Nach dem exorbitanten Erfolg der diesjährigen Sammlung von "Licht ins Dunkel" (zugesagte Spenden vom 24. und 25.12. betrugen 40 Mio Schilling!) sieht die Geschäftsführerin des Vereins, Christine Tschürtz, das anhaltende Vertrauen der Spender durch die Tatsache erhärtet, daß die Überprüfung der Mittelverwendung von zwei gerichtlich beeideten Sachverständigen durchgeführt wird, die beide weder im Vorstand des Vereins noch in einer anderen Funktion im Rahmen der Aktion tätig sind. Eine sparsame und verantwortungsvolle Verwendung der Gelder sowie eine Überprüfung der Ansuchen durch Jugend- und Gemeindeämter sind weitere Kriterien bei der Geld-Vergabe. Projekte werden von "Licht ins Dunkel" nie vollständig finanziert. Es werden lediglich Zuzahlungen geleistet.
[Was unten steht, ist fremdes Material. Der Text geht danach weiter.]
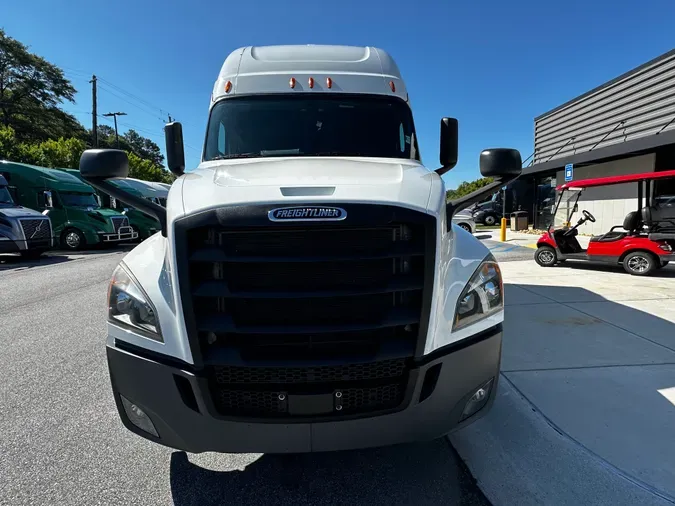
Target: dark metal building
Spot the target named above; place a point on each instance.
(624, 126)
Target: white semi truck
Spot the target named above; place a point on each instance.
(308, 291)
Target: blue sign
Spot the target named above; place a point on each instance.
(569, 172)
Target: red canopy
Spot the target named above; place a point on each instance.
(628, 178)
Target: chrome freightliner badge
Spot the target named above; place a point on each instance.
(307, 214)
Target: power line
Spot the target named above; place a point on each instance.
(146, 111)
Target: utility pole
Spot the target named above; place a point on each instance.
(94, 124)
(114, 115)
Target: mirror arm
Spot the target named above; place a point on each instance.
(139, 203)
(454, 206)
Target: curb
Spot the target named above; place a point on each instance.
(518, 456)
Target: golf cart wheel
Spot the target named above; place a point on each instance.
(72, 239)
(639, 263)
(545, 256)
(490, 220)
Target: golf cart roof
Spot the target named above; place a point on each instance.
(628, 178)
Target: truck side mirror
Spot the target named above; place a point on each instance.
(501, 163)
(449, 145)
(49, 201)
(104, 164)
(175, 152)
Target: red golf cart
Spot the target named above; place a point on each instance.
(644, 242)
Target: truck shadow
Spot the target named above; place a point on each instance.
(425, 473)
(17, 262)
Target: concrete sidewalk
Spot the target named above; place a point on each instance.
(522, 238)
(585, 412)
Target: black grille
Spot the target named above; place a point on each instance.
(232, 375)
(119, 222)
(275, 403)
(271, 308)
(36, 230)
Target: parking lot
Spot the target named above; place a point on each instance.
(61, 441)
(585, 405)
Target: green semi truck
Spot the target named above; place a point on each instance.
(143, 225)
(77, 218)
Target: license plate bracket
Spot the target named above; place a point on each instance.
(316, 404)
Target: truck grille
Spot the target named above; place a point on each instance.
(306, 308)
(118, 222)
(38, 232)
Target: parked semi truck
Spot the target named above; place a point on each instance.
(143, 225)
(308, 291)
(22, 230)
(76, 216)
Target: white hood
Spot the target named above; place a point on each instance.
(19, 212)
(289, 180)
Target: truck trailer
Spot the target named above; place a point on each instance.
(76, 216)
(308, 290)
(22, 230)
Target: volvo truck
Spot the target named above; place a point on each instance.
(76, 216)
(143, 225)
(22, 230)
(308, 290)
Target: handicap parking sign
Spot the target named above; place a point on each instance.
(569, 172)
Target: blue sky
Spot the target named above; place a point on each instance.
(493, 65)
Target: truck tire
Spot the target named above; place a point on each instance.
(490, 220)
(72, 239)
(639, 263)
(545, 256)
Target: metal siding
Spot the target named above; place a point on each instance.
(644, 100)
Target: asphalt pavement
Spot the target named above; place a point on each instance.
(61, 441)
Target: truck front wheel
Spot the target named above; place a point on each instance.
(72, 239)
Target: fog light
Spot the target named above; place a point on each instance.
(138, 417)
(478, 400)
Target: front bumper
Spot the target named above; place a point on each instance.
(123, 234)
(186, 421)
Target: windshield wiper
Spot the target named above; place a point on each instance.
(236, 155)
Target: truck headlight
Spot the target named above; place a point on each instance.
(130, 306)
(483, 295)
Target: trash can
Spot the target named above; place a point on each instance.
(518, 221)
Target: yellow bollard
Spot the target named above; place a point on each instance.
(502, 231)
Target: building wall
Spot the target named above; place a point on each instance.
(609, 204)
(643, 99)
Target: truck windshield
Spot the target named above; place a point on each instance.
(79, 200)
(301, 125)
(5, 197)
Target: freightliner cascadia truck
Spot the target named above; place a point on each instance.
(308, 291)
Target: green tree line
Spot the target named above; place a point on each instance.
(35, 130)
(467, 187)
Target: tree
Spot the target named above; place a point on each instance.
(143, 147)
(467, 187)
(31, 90)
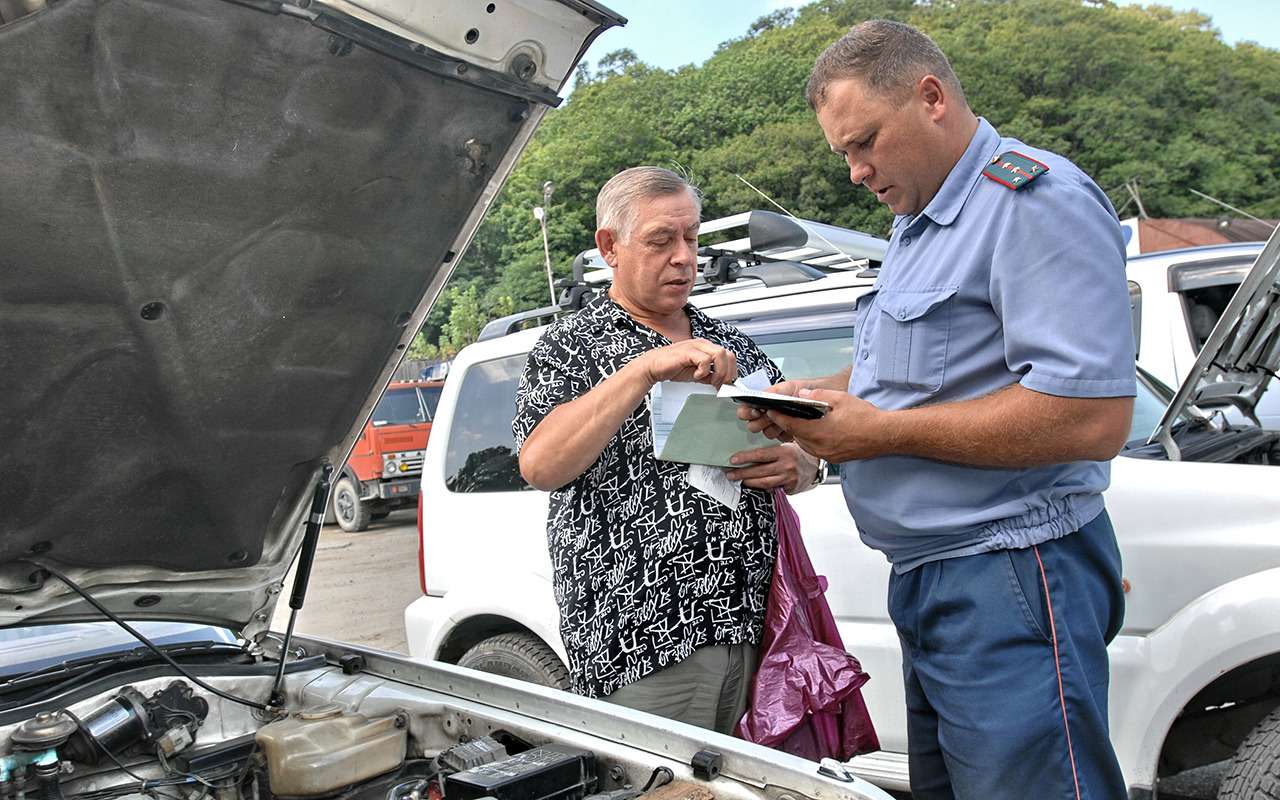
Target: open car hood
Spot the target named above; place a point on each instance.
(1242, 355)
(223, 223)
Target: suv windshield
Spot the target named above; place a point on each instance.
(400, 407)
(44, 645)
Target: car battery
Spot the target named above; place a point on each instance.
(553, 772)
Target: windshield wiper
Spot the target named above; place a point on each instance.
(78, 670)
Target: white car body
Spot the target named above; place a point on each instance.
(1201, 547)
(1168, 343)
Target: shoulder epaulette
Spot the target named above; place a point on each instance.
(1014, 170)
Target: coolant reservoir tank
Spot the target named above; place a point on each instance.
(323, 750)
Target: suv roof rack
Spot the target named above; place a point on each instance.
(776, 251)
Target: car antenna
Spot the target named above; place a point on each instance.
(306, 557)
(800, 222)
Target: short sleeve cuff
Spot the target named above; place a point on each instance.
(1080, 387)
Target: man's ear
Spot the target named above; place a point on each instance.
(608, 245)
(935, 95)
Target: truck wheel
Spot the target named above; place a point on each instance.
(352, 513)
(519, 656)
(1255, 772)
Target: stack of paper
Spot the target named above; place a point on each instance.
(694, 424)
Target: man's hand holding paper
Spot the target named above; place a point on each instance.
(691, 360)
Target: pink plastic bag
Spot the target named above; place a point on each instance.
(807, 698)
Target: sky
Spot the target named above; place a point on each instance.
(670, 33)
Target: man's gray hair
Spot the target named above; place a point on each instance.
(887, 56)
(618, 202)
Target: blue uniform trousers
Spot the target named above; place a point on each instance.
(1006, 670)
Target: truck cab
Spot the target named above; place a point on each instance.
(385, 466)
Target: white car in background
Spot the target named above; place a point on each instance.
(1194, 672)
(223, 224)
(1182, 293)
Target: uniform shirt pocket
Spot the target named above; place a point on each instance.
(914, 332)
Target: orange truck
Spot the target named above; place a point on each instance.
(385, 466)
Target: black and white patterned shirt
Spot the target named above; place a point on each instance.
(647, 568)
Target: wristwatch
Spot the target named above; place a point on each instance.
(821, 475)
(818, 479)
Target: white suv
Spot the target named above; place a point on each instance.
(1194, 672)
Monatliche Vergabesitzungen, an der ein Vorstandsmitglied, die Geschäftsführung und ein Rechtsanwalt teilnehmen, entscheiden über die Höhe von Auszahlungen. Diese werden dann jeweils in der folgenden Sitzung überprüft. Auch hier gibt es natürlich die jährlichen Rechenschaftsberichte.

Ein genauer, vorsichtiger, sparsamer und auch in menschlicher Hinsicht befriedigender Umgang mit Spendengeldern scheint also die Maxime für die Zukunft zu sein. Damit die "Güte" von Spenden für alle Beteiligten erhalten bleibt!